{{Sudanese president, Omer Al-Bashir on Friday denied describing South Sudanese as “insects” saying he only used the term against the Sudan People’s Liberation Movement (SPLM).}}
Following the seizure of Heglig/Panthou in April 2012 by the south Sudanese troops, Al-Bashir in a speech he delivered, replaced the term used to call the SPLM “popular Movement” by the “popular insect”, and vowed to crush it.
The South Sudanese government at the time compared the expression with the term of “cockroaches” that the Rwandese Hutus used to describe the Tutsi before the 1994 genocide they perpetrated against the latter.
The statement also attracted outrage and anger among citizens on the country’s streets.

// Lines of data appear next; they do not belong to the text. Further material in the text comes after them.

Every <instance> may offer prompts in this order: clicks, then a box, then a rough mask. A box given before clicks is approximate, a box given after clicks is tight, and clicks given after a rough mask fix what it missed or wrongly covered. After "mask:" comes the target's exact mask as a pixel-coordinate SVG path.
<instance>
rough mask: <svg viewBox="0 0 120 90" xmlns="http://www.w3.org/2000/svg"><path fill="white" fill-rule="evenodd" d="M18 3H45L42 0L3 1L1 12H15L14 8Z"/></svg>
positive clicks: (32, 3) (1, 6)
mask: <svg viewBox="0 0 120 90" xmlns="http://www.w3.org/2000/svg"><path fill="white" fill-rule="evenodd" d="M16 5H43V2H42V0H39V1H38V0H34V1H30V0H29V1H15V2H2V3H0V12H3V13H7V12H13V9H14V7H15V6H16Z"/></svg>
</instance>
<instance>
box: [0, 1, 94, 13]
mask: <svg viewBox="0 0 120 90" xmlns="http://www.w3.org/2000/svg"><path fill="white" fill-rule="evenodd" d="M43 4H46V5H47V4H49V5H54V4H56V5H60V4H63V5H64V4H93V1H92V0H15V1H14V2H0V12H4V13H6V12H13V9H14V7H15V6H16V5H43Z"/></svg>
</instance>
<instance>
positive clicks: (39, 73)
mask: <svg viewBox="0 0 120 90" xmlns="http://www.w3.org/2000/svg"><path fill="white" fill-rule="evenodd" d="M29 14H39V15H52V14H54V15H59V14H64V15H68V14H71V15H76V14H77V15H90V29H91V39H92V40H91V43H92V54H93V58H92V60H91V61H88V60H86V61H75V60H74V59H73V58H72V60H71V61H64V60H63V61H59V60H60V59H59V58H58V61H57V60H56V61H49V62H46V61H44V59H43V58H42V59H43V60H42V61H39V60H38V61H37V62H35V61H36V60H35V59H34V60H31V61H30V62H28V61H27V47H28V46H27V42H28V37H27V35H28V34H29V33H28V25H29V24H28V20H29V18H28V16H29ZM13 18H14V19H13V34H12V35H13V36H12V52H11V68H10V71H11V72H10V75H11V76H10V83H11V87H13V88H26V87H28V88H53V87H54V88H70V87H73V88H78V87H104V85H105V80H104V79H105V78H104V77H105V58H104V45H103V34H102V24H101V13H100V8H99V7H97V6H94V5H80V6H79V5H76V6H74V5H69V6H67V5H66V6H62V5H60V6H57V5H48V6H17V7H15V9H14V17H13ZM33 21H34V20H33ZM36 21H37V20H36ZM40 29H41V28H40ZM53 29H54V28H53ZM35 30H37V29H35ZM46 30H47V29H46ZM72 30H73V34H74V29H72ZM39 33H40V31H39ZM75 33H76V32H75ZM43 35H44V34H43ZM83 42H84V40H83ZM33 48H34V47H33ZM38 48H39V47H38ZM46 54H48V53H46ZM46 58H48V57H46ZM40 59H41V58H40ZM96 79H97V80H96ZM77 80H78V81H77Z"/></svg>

“I didn’t call the people of South Sudan insects. I cannot do this because I ruled them for 20 years, I was only making a play in Arabic about the SPLM which you in the media did not covey well,” Bashir said when he was asked about the issue by a reporter during the joint press conference with president on Friday.
He further explained that Sudan was simply hurt when the SPLA, which became tje official army of South Sudan after its secession from Sudan in 2011, took control of Heglig/Panthou.
“Sudan was hurt by the act which had no justification,” Bashir said.
While addressing a mix of South Sudanese Muslims and Sudanese nationals in Juba at the Kuwait Mosque where he performed Friday prayer, the Sudanese leader said he came to the South Sudan capital because the two countries’ leaders have the biggest chance to make peace and avoid a repeat of war.
“We have agreed to work together with my brother Salva Kiir. There are also things which hold us together. We have common things between us, socially or economically because we were one country. So we have agreed to follow the path of peace”, he told worshipers.
Ali Ahmed Karti, Sudan’s Foreign Affairs minister, in statements before the country’s national assembly on 14 May last year, criticised Bashir without mentioning his name, saying the use of words like “insect” has had a disastrous effect in Sudan’s foreign policy, particularly in Africa.